De entre todas las cosas fantásticas que pasan en un cuento como Blancanieves, la más extraña, aunque no parece que a nadie le llame la atención, es que el príncipe se enamore del cadáver hermoso de la chica que los enanitos lavaron, vistieron y pusieron en un ataúd de cristal, al menos en la versión de los hermanos Grimm. Blancanieves está muerta más que dormida, pero su cuerpo no se descompone, y al verlo el príncipe está dispuesto a pagar con monedas de oro para llevárselo consigo. Sin embargo las versiones de Grimm suelen suavizar detalles escabrosos de los cuentos de hadas que otros autores recogieron, y así, en La bella durmiente de Giambattista Basile (que se llama Sol, Luna y Talía), un rey llega hasta la habitación donde duerme la princesa hermosa, la acuesta sobre una cama y la viola, por lo que ella queda embarazada. Se trata de cuentos que están alejados de nosotrxs por varios siglos, claro, pero lo que dicen sobre los cuerpos de las mujeres, sobre su disponibilidad absoluta para el goce del varón y su pasividad, quizás no haya cambiando mucho.

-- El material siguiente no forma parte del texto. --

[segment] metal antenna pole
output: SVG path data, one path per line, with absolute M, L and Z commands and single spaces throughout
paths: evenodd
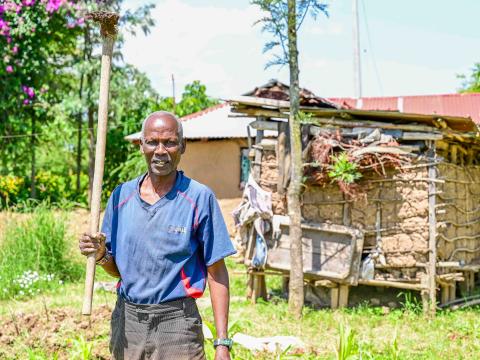
M 353 0 L 353 82 L 355 98 L 362 97 L 362 65 L 360 62 L 360 22 L 358 16 L 358 0 Z

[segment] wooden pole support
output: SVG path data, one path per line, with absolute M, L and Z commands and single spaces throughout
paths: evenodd
M 338 309 L 339 288 L 334 287 L 330 289 L 330 308 L 332 310 Z
M 436 148 L 435 143 L 430 141 L 429 144 L 429 157 L 430 162 L 436 160 Z M 434 180 L 437 178 L 437 168 L 435 165 L 428 167 L 428 177 L 432 179 L 428 183 L 428 295 L 429 295 L 429 313 L 435 315 L 437 308 L 437 286 L 436 286 L 436 273 L 437 273 L 437 217 L 436 217 L 436 183 Z M 424 309 L 425 311 L 426 309 Z
M 340 285 L 338 293 L 338 307 L 340 309 L 348 307 L 348 295 L 350 293 L 350 286 Z
M 112 63 L 113 44 L 117 35 L 118 14 L 97 11 L 87 15 L 101 25 L 103 37 L 102 66 L 100 73 L 100 97 L 98 101 L 97 143 L 95 147 L 95 173 L 93 176 L 92 200 L 90 207 L 90 233 L 99 230 L 100 205 L 102 195 L 103 169 L 105 163 L 105 147 L 107 137 L 108 93 L 110 90 L 110 67 Z M 85 293 L 82 314 L 92 313 L 93 284 L 95 281 L 95 253 L 87 257 L 85 274 Z

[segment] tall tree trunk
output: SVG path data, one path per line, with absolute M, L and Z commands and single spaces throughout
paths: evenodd
M 88 107 L 88 204 L 92 199 L 93 175 L 95 172 L 95 131 L 93 114 L 95 109 Z
M 82 174 L 82 113 L 78 114 L 78 129 L 77 129 L 77 194 L 80 194 L 81 184 L 80 176 Z
M 83 60 L 85 60 L 85 47 L 83 51 Z M 83 74 L 80 75 L 80 88 L 78 89 L 78 98 L 80 102 L 82 101 L 83 97 Z M 81 191 L 81 184 L 80 184 L 80 177 L 82 175 L 82 114 L 83 112 L 80 110 L 78 113 L 78 134 L 77 134 L 77 194 L 80 194 Z
M 298 111 L 299 100 L 299 69 L 297 50 L 296 1 L 288 0 L 288 52 L 290 67 L 290 144 L 291 144 L 291 179 L 288 187 L 288 215 L 290 217 L 290 282 L 288 305 L 290 311 L 297 317 L 302 316 L 304 302 L 303 294 L 303 254 L 300 191 L 302 180 L 302 143 Z
M 30 170 L 30 197 L 32 199 L 37 198 L 37 186 L 35 181 L 36 176 L 36 164 L 35 164 L 35 114 L 32 111 L 32 135 L 30 138 L 30 152 L 32 154 L 32 168 Z

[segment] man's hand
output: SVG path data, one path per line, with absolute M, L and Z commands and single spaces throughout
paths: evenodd
M 215 360 L 230 360 L 230 351 L 228 351 L 226 346 L 217 346 Z
M 105 247 L 105 234 L 103 233 L 94 233 L 94 234 L 87 234 L 84 233 L 80 237 L 80 241 L 78 242 L 78 247 L 80 248 L 80 252 L 82 255 L 89 255 L 96 252 L 95 261 L 100 260 L 105 255 L 107 251 Z

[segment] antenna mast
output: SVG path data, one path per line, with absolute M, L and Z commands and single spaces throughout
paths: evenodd
M 360 25 L 358 0 L 353 0 L 353 82 L 355 98 L 362 98 L 362 65 L 360 62 Z

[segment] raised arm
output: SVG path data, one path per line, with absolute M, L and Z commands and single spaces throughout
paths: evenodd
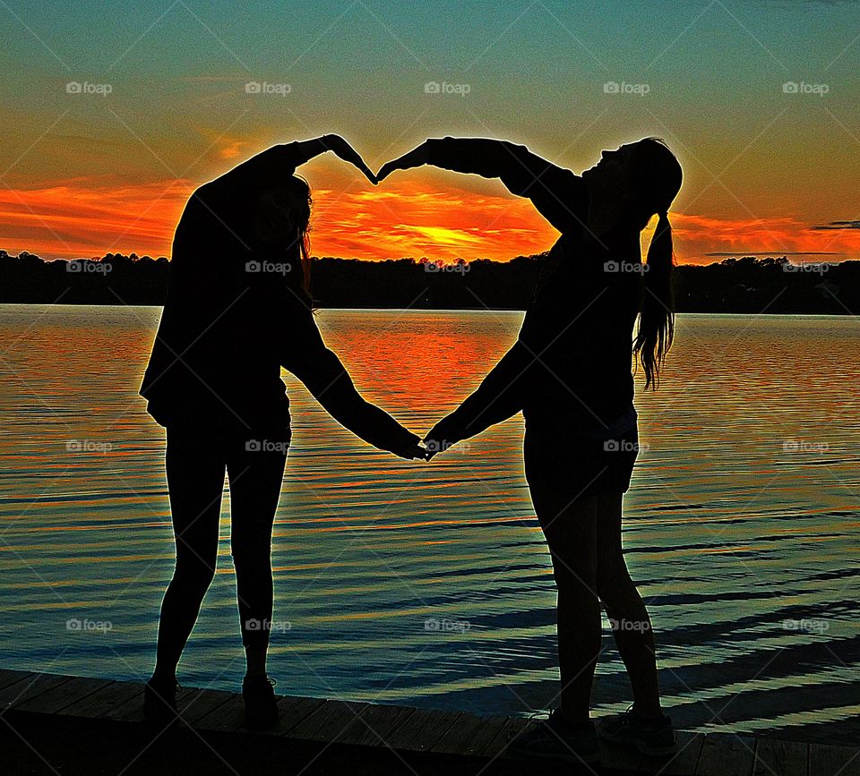
M 204 188 L 225 188 L 236 192 L 250 188 L 259 190 L 277 185 L 279 181 L 292 175 L 297 167 L 327 151 L 332 151 L 345 162 L 354 165 L 372 183 L 376 183 L 376 176 L 357 151 L 340 135 L 329 134 L 266 149 L 214 181 L 205 183 L 198 192 Z
M 512 194 L 529 197 L 559 232 L 576 228 L 585 220 L 588 193 L 582 179 L 525 146 L 486 138 L 430 139 L 384 164 L 376 177 L 382 181 L 395 170 L 422 165 L 499 178 Z

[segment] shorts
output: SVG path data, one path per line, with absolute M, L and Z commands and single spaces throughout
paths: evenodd
M 572 500 L 626 493 L 639 455 L 635 411 L 632 425 L 630 417 L 625 414 L 623 422 L 583 432 L 570 431 L 572 422 L 558 415 L 527 414 L 523 458 L 529 486 L 563 492 Z

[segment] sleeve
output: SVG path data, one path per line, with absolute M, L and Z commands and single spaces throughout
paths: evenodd
M 446 137 L 426 142 L 428 164 L 499 178 L 511 193 L 530 199 L 562 234 L 582 226 L 584 213 L 578 204 L 587 196 L 585 183 L 572 171 L 507 141 Z
M 281 365 L 338 422 L 366 442 L 395 454 L 417 444 L 417 435 L 361 397 L 340 359 L 326 347 L 310 308 L 297 295 L 288 306 L 291 325 L 280 343 Z
M 534 357 L 520 340 L 487 373 L 480 386 L 437 426 L 438 441 L 468 439 L 519 413 L 525 403 Z

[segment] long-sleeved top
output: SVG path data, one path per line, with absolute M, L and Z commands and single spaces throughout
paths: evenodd
M 632 329 L 642 294 L 638 235 L 595 238 L 585 227 L 583 179 L 525 146 L 477 138 L 426 145 L 429 164 L 501 179 L 562 233 L 516 343 L 443 422 L 445 441 L 475 436 L 520 411 L 527 422 L 546 422 L 560 432 L 611 428 L 633 399 Z
M 247 435 L 282 431 L 289 401 L 280 367 L 340 423 L 399 452 L 418 437 L 366 402 L 328 349 L 302 288 L 298 251 L 256 238 L 261 191 L 325 150 L 317 141 L 258 154 L 198 188 L 176 227 L 168 296 L 141 394 L 161 425 Z

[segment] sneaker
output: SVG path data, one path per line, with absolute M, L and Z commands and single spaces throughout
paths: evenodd
M 245 697 L 245 724 L 254 730 L 271 728 L 278 721 L 275 680 L 267 676 L 245 677 L 242 682 Z
M 182 686 L 176 679 L 152 677 L 143 686 L 143 720 L 157 725 L 171 725 L 179 720 L 176 692 Z
M 599 720 L 597 729 L 601 738 L 635 746 L 645 755 L 669 755 L 677 749 L 672 720 L 666 714 L 659 720 L 645 720 L 630 706 L 623 714 Z
M 579 725 L 569 722 L 557 709 L 537 728 L 513 738 L 507 752 L 514 757 L 546 757 L 569 763 L 594 763 L 600 759 L 594 723 L 590 720 Z

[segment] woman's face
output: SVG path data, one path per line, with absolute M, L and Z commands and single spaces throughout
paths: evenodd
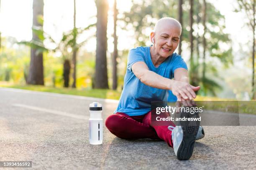
M 164 58 L 171 55 L 179 45 L 180 32 L 178 27 L 167 24 L 153 32 L 156 53 Z

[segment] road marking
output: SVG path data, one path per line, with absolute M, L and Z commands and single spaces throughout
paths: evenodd
M 23 105 L 22 104 L 15 103 L 12 105 L 13 106 L 15 107 L 18 107 L 20 108 L 26 108 L 26 109 L 31 109 L 34 110 L 40 111 L 41 112 L 47 112 L 49 113 L 54 114 L 55 115 L 60 115 L 61 116 L 67 116 L 76 119 L 82 119 L 87 120 L 88 117 L 83 116 L 82 115 L 74 115 L 73 114 L 69 113 L 66 112 L 61 112 L 58 110 L 54 110 L 50 109 L 45 109 L 44 108 L 39 108 L 38 107 L 30 106 L 28 105 Z
M 47 96 L 55 96 L 55 97 L 61 97 L 61 98 L 67 97 L 72 98 L 74 99 L 82 99 L 82 100 L 92 100 L 93 101 L 99 101 L 99 102 L 110 102 L 113 103 L 117 103 L 118 104 L 119 102 L 119 100 L 113 99 L 101 99 L 100 98 L 91 98 L 90 97 L 84 97 L 84 96 L 78 96 L 75 95 L 67 95 L 64 94 L 59 94 L 59 93 L 55 93 L 53 92 L 38 92 L 36 91 L 32 91 L 29 90 L 23 90 L 23 89 L 14 89 L 12 88 L 3 88 L 0 87 L 0 90 L 3 90 L 5 91 L 8 91 L 10 92 L 22 92 L 24 93 L 28 93 L 28 94 L 31 94 L 34 95 L 44 95 Z

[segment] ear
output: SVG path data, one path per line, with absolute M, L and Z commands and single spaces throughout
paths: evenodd
M 155 41 L 154 40 L 154 36 L 155 32 L 151 32 L 150 33 L 150 40 L 151 40 L 151 42 L 153 43 L 155 43 Z

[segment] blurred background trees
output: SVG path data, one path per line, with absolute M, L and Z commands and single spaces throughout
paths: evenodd
M 71 9 L 74 10 L 72 28 L 63 32 L 56 40 L 44 27 L 44 1 L 33 0 L 32 40 L 19 42 L 31 48 L 30 59 L 26 52 L 27 47 L 17 46 L 14 38 L 2 37 L 0 39 L 0 81 L 69 87 L 72 80 L 73 88 L 108 89 L 109 84 L 113 89 L 120 90 L 128 50 L 138 46 L 150 45 L 149 35 L 157 20 L 171 17 L 182 25 L 177 52 L 187 62 L 191 84 L 201 86 L 198 94 L 217 96 L 227 90 L 226 85 L 229 85 L 229 90 L 234 88 L 233 94 L 238 92 L 238 88 L 233 85 L 235 80 L 229 82 L 233 82 L 232 85 L 223 82 L 223 70 L 233 67 L 234 54 L 230 36 L 224 31 L 225 17 L 212 1 L 131 0 L 130 10 L 122 11 L 118 10 L 121 1 L 91 0 L 97 11 L 94 17 L 96 23 L 90 22 L 84 28 L 77 26 L 77 18 L 81 16 L 76 8 L 79 1 L 73 0 L 74 8 Z M 253 90 L 255 89 L 254 1 L 234 0 L 238 5 L 237 11 L 246 12 L 249 21 L 248 24 L 253 34 L 251 60 Z M 113 3 L 109 6 L 110 2 Z M 133 47 L 120 50 L 119 45 L 127 42 L 118 39 L 122 35 L 120 32 L 127 34 L 127 37 L 132 35 Z M 87 51 L 84 48 L 90 40 L 95 40 L 95 52 Z M 113 44 L 110 44 L 113 47 L 111 50 L 108 49 L 108 42 Z M 20 66 L 18 70 L 14 66 L 17 61 Z M 255 93 L 254 90 L 252 93 L 254 95 L 251 96 L 253 98 Z
M 44 0 L 33 0 L 33 22 L 32 28 L 43 28 L 44 18 Z M 44 37 L 38 37 L 36 32 L 38 30 L 32 29 L 32 41 L 34 44 L 40 45 Z M 27 83 L 32 85 L 44 85 L 44 65 L 43 52 L 37 45 L 31 46 L 30 65 Z

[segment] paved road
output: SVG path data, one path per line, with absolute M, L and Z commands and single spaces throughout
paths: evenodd
M 103 104 L 104 120 L 117 105 L 0 88 L 0 161 L 32 161 L 33 169 L 256 170 L 256 126 L 204 126 L 206 136 L 188 161 L 178 160 L 164 141 L 122 140 L 105 128 L 103 144 L 90 145 L 88 109 L 94 101 Z

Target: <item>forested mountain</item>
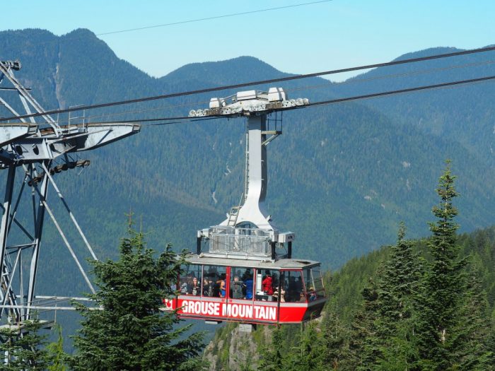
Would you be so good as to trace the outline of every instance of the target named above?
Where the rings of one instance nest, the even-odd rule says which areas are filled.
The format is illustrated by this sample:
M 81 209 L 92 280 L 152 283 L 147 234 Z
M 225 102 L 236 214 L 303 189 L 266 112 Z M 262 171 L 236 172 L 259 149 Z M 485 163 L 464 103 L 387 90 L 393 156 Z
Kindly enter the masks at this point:
M 185 66 L 154 78 L 120 59 L 87 30 L 60 37 L 41 30 L 2 32 L 0 50 L 2 60 L 21 61 L 16 76 L 46 109 L 288 76 L 258 59 L 241 57 Z M 346 83 L 315 78 L 280 85 L 291 98 L 318 101 L 400 83 L 493 73 L 492 64 L 483 62 L 490 56 L 378 69 Z M 462 69 L 448 69 L 453 64 L 467 62 L 470 65 Z M 417 73 L 433 67 L 444 69 Z M 379 73 L 395 76 L 375 78 Z M 425 235 L 431 190 L 448 158 L 459 176 L 462 230 L 492 224 L 495 174 L 492 154 L 486 149 L 493 136 L 487 131 L 493 113 L 489 98 L 492 89 L 492 84 L 478 84 L 284 114 L 284 134 L 268 148 L 267 202 L 275 223 L 296 232 L 295 255 L 337 268 L 392 242 L 400 220 L 407 223 L 412 237 Z M 117 106 L 86 112 L 86 116 L 93 122 L 184 116 L 191 109 L 206 107 L 210 98 Z M 21 110 L 20 105 L 15 107 Z M 240 119 L 144 126 L 136 136 L 82 154 L 91 165 L 80 175 L 62 173 L 57 180 L 100 256 L 115 255 L 129 211 L 151 231 L 150 245 L 172 242 L 177 249 L 191 248 L 197 229 L 219 223 L 238 202 L 243 131 Z M 479 149 L 482 145 L 485 149 Z M 47 227 L 52 228 L 50 222 Z M 40 274 L 64 281 L 55 273 L 66 265 L 68 254 L 53 229 L 44 235 L 41 264 L 50 268 Z M 38 287 L 47 290 L 42 283 Z
M 428 250 L 426 245 L 431 240 L 431 238 L 424 238 L 410 242 L 414 252 L 412 261 L 417 264 L 424 264 L 420 257 L 425 257 Z M 495 227 L 460 235 L 458 244 L 460 256 L 463 259 L 467 257 L 469 262 L 470 276 L 477 276 L 481 283 L 482 299 L 477 303 L 478 307 L 474 310 L 482 311 L 488 326 L 484 330 L 489 332 L 489 332 L 495 327 Z M 410 349 L 406 346 L 405 336 L 402 336 L 402 342 L 400 338 L 396 339 L 401 347 L 399 350 L 392 348 L 393 343 L 388 343 L 388 355 L 397 361 L 395 365 L 382 364 L 376 368 L 370 367 L 364 359 L 368 352 L 363 349 L 363 347 L 373 348 L 374 345 L 369 338 L 371 334 L 366 333 L 366 326 L 369 324 L 363 317 L 366 313 L 364 309 L 366 294 L 373 291 L 373 286 L 383 275 L 383 266 L 390 261 L 392 249 L 390 246 L 382 247 L 363 257 L 354 258 L 338 271 L 329 273 L 325 278 L 329 300 L 322 317 L 315 321 L 301 325 L 284 325 L 278 329 L 259 326 L 251 334 L 240 332 L 235 324 L 220 329 L 205 351 L 204 358 L 210 363 L 210 370 L 257 370 L 258 367 L 294 370 L 404 370 L 401 362 L 404 355 L 414 356 L 414 352 L 407 353 Z M 376 288 L 374 290 L 380 293 Z M 380 310 L 380 307 L 375 310 Z M 465 327 L 472 324 L 462 323 Z M 493 334 L 491 336 L 493 337 Z M 356 346 L 361 348 L 358 349 Z M 495 355 L 492 343 L 492 360 Z M 471 356 L 474 356 L 474 348 L 470 348 Z M 356 355 L 361 359 L 353 359 Z M 298 365 L 298 362 L 301 361 L 305 363 Z M 277 362 L 282 366 L 277 368 L 275 365 Z M 308 365 L 312 367 L 308 368 Z M 494 365 L 491 363 L 491 368 L 484 366 L 460 370 L 492 370 Z M 436 369 L 421 368 L 411 364 L 407 370 Z

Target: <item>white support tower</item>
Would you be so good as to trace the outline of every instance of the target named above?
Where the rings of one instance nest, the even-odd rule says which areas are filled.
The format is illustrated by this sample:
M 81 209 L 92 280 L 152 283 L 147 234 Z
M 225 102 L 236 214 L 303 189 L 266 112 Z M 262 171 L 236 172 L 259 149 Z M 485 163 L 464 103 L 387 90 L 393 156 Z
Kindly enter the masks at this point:
M 20 105 L 25 114 L 30 114 L 34 111 L 40 114 L 42 122 L 36 122 L 31 117 L 29 122 L 21 119 L 18 122 L 0 124 L 0 170 L 6 172 L 0 222 L 0 325 L 8 321 L 19 326 L 23 321 L 31 318 L 35 309 L 57 307 L 59 302 L 70 300 L 67 298 L 59 300 L 54 295 L 52 300 L 47 300 L 47 297 L 35 295 L 38 271 L 41 268 L 39 257 L 45 212 L 54 223 L 89 290 L 95 292 L 48 204 L 47 195 L 51 184 L 91 257 L 96 259 L 96 255 L 55 183 L 55 175 L 88 166 L 89 160 L 78 158 L 78 153 L 135 134 L 140 129 L 139 125 L 124 123 L 87 124 L 83 122 L 76 125 L 59 125 L 44 113 L 43 108 L 29 93 L 29 89 L 23 86 L 16 78 L 14 71 L 21 68 L 18 61 L 0 61 L 0 83 L 6 79 L 10 82 L 10 86 L 0 88 L 0 94 L 6 96 L 17 93 L 21 100 Z M 0 95 L 0 115 L 3 115 L 2 110 L 6 109 L 11 114 L 20 116 L 13 105 Z M 16 175 L 21 175 L 21 182 L 17 184 Z M 30 192 L 26 192 L 30 189 Z M 23 194 L 28 194 L 25 196 L 32 204 L 29 212 L 33 215 L 30 218 L 20 218 L 18 212 L 21 211 Z M 22 220 L 25 220 L 24 223 L 21 223 Z M 31 222 L 25 223 L 26 220 Z M 16 233 L 11 230 L 13 227 L 17 229 Z M 14 241 L 16 243 L 13 244 Z
M 264 208 L 268 184 L 267 146 L 282 133 L 281 126 L 270 130 L 267 117 L 276 111 L 308 104 L 307 98 L 288 100 L 281 88 L 271 88 L 268 92 L 248 90 L 226 98 L 211 98 L 209 108 L 190 112 L 192 117 L 244 116 L 248 119 L 242 204 L 233 207 L 220 225 L 198 231 L 198 254 L 272 261 L 291 257 L 294 233 L 281 232 Z M 205 242 L 209 249 L 203 252 Z

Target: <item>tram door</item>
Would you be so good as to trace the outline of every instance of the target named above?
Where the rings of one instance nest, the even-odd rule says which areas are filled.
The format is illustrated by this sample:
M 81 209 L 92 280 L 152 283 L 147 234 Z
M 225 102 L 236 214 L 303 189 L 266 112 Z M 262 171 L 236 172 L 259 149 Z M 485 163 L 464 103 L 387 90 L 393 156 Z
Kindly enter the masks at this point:
M 301 270 L 281 271 L 280 288 L 283 298 L 280 302 L 281 323 L 301 322 L 308 308 L 308 298 Z
M 228 296 L 226 317 L 231 319 L 250 322 L 255 319 L 255 269 L 238 266 L 230 266 L 227 269 Z

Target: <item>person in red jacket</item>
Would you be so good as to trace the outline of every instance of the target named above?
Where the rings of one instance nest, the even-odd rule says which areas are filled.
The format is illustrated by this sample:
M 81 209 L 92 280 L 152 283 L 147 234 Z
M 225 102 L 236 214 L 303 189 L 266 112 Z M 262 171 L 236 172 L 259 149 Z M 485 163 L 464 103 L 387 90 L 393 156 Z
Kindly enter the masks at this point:
M 273 279 L 272 278 L 272 275 L 269 271 L 266 271 L 265 273 L 267 275 L 261 283 L 262 290 L 267 295 L 273 295 Z

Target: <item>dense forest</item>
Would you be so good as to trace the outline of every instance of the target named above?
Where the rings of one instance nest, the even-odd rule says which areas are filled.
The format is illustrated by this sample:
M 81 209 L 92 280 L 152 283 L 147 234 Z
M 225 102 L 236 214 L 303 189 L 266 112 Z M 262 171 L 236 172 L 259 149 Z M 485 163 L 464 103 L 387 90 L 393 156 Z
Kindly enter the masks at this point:
M 1 32 L 0 49 L 2 60 L 21 60 L 23 69 L 16 76 L 47 109 L 289 76 L 262 61 L 241 57 L 192 64 L 153 78 L 120 59 L 87 30 L 60 37 L 41 30 Z M 436 48 L 400 58 L 450 51 Z M 339 83 L 320 78 L 293 81 L 284 88 L 291 98 L 318 101 L 426 81 L 470 78 L 492 73 L 493 64 L 485 60 L 489 55 L 377 69 Z M 332 270 L 326 277 L 329 300 L 321 318 L 301 326 L 267 327 L 249 337 L 232 325 L 223 327 L 205 354 L 212 367 L 274 370 L 281 365 L 297 369 L 305 363 L 315 370 L 404 370 L 404 364 L 408 370 L 488 369 L 485 366 L 493 363 L 489 335 L 494 331 L 486 331 L 493 329 L 495 318 L 495 228 L 481 228 L 494 223 L 495 136 L 490 97 L 494 88 L 493 84 L 477 84 L 285 114 L 284 135 L 269 148 L 267 206 L 277 225 L 296 232 L 296 257 L 318 259 Z M 210 98 L 98 110 L 85 112 L 86 119 L 184 116 L 190 109 L 204 107 Z M 21 102 L 13 105 L 22 110 Z M 0 114 L 6 114 L 4 110 Z M 64 124 L 68 117 L 59 119 Z M 81 155 L 91 165 L 82 172 L 57 175 L 56 180 L 104 260 L 120 257 L 116 242 L 125 235 L 124 215 L 129 211 L 149 231 L 147 239 L 158 254 L 168 251 L 168 242 L 178 252 L 194 247 L 197 230 L 221 221 L 238 204 L 245 145 L 240 119 L 144 125 L 138 135 Z M 459 175 L 455 189 L 462 195 L 455 199 L 460 210 L 457 221 L 449 224 L 461 234 L 455 233 L 448 257 L 437 256 L 435 247 L 440 242 L 436 236 L 440 232 L 434 225 L 430 227 L 431 237 L 418 240 L 428 233 L 425 221 L 431 220 L 431 206 L 436 200 L 431 189 L 442 168 L 438 159 L 444 158 L 453 160 L 453 171 Z M 49 194 L 54 212 L 63 215 L 63 206 Z M 21 203 L 21 221 L 30 218 L 23 212 L 29 211 L 29 201 Z M 63 217 L 60 220 L 76 253 L 87 256 L 69 221 Z M 407 228 L 400 227 L 401 220 Z M 37 293 L 80 295 L 87 291 L 50 221 L 43 238 Z M 390 246 L 376 249 L 384 245 Z M 401 253 L 411 269 L 406 278 L 397 276 L 406 274 L 397 268 L 404 265 L 397 263 Z M 457 288 L 433 287 L 436 263 L 446 261 L 442 259 L 450 259 L 446 264 L 452 268 L 452 275 L 446 280 L 458 285 Z M 390 284 L 404 279 L 415 283 L 402 291 Z M 441 305 L 432 298 L 443 294 L 436 297 L 433 289 L 462 294 L 445 309 L 444 317 L 454 312 L 456 316 L 440 332 L 437 326 L 434 335 L 440 337 L 435 338 L 436 345 L 422 337 L 433 331 L 430 317 L 422 311 L 436 312 L 432 308 Z M 443 319 L 436 321 L 443 324 Z M 463 320 L 470 326 L 461 331 Z M 61 322 L 65 334 L 73 334 L 78 326 L 74 317 Z M 452 336 L 458 342 L 450 341 Z M 470 343 L 475 346 L 474 360 L 465 353 Z M 53 357 L 61 353 L 59 347 L 52 348 Z M 400 357 L 393 357 L 390 349 L 398 349 Z M 439 351 L 433 354 L 429 349 Z M 197 348 L 189 354 L 195 352 Z M 438 363 L 424 363 L 433 359 Z
M 431 237 L 407 240 L 402 224 L 395 245 L 329 273 L 318 319 L 220 329 L 211 370 L 494 370 L 495 227 L 457 235 L 455 177 L 440 178 Z
M 21 61 L 16 76 L 47 109 L 289 76 L 255 58 L 240 57 L 189 64 L 154 78 L 120 59 L 87 30 L 60 37 L 42 30 L 2 32 L 0 48 L 3 59 Z M 433 49 L 407 57 L 449 51 Z M 305 79 L 283 88 L 291 98 L 316 102 L 421 85 L 425 78 L 433 83 L 470 78 L 491 73 L 493 64 L 484 61 L 491 55 L 378 69 L 339 83 Z M 488 97 L 492 90 L 491 84 L 477 84 L 407 95 L 386 107 L 378 103 L 387 100 L 372 100 L 284 114 L 284 134 L 268 148 L 267 203 L 274 222 L 296 233 L 295 255 L 320 259 L 325 268 L 335 269 L 352 257 L 392 243 L 400 220 L 407 223 L 411 237 L 424 235 L 423 220 L 433 199 L 430 189 L 441 168 L 438 158 L 451 158 L 460 175 L 460 203 L 465 211 L 460 216 L 461 230 L 491 224 L 495 174 L 490 150 L 493 108 Z M 476 102 L 476 114 L 467 96 Z M 13 98 L 6 99 L 21 111 Z M 191 109 L 206 107 L 210 98 L 199 95 L 100 109 L 86 112 L 86 117 L 95 122 L 184 116 Z M 81 174 L 61 173 L 56 180 L 98 256 L 116 256 L 116 249 L 107 247 L 115 246 L 124 232 L 122 220 L 130 210 L 142 216 L 153 231 L 151 242 L 172 242 L 178 250 L 191 248 L 196 230 L 221 221 L 239 201 L 244 126 L 240 119 L 144 125 L 133 137 L 81 154 L 91 160 L 91 166 Z M 477 135 L 472 135 L 474 131 Z M 63 213 L 53 204 L 56 215 Z M 359 226 L 359 233 L 354 232 L 353 225 Z M 40 259 L 48 266 L 47 274 L 57 276 L 59 259 L 54 258 L 64 255 L 62 244 L 50 222 L 44 235 L 53 249 L 44 250 Z M 78 243 L 74 241 L 75 248 Z M 61 266 L 65 263 L 60 261 Z M 76 276 L 71 278 L 82 282 Z M 80 285 L 76 290 L 83 288 Z M 48 288 L 40 289 L 50 293 Z

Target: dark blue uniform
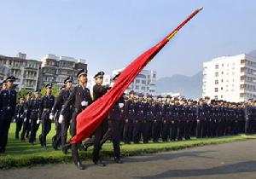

La aprehensión hacia los cadáveres y lo que revelan sobre nosotrxs mismxs es comprensible y hasta vital, pero cuando se trata del cuerpo muerto de una mujer, siempre hay un plus. Porque las chicas muertas, esos cuerpos que incluso sin vida mantienen la belleza y hasta despiertan obsesiones varias, están en el imaginario desde siempre, como objeto de deseo o pesadilla. A veces incluso, como las dos cosas a la vez. A diferencia de La bella durmiente y Blancanieves, que enamoraban príncipes y reyes, las novias macabras de Poe, por ejemplo, poseían una belleza terrible que acarreaba la muerte del varón, seducido y repelido sin poder evitarlo. Pero ni siquiera

hace falta irse tan lejos para pensar estas cuestiones cuando tenemos en nuestro haber la historia más macabra sobre el general obsesionado con el cadáver de Eva Perón, preservado como la princesa de un cuento. Parecería ser que en esta sociedad que pretende tratarnos como a cuerpos, desprovistos de voluntad, disponibles para el sexo, el trabajo no remunerado o la reproducción, el cadáver hermoso de una mujer es algo así como la realización de los peores sueños del machismo, algo convertido finalmente y de una vez por todas en objeto.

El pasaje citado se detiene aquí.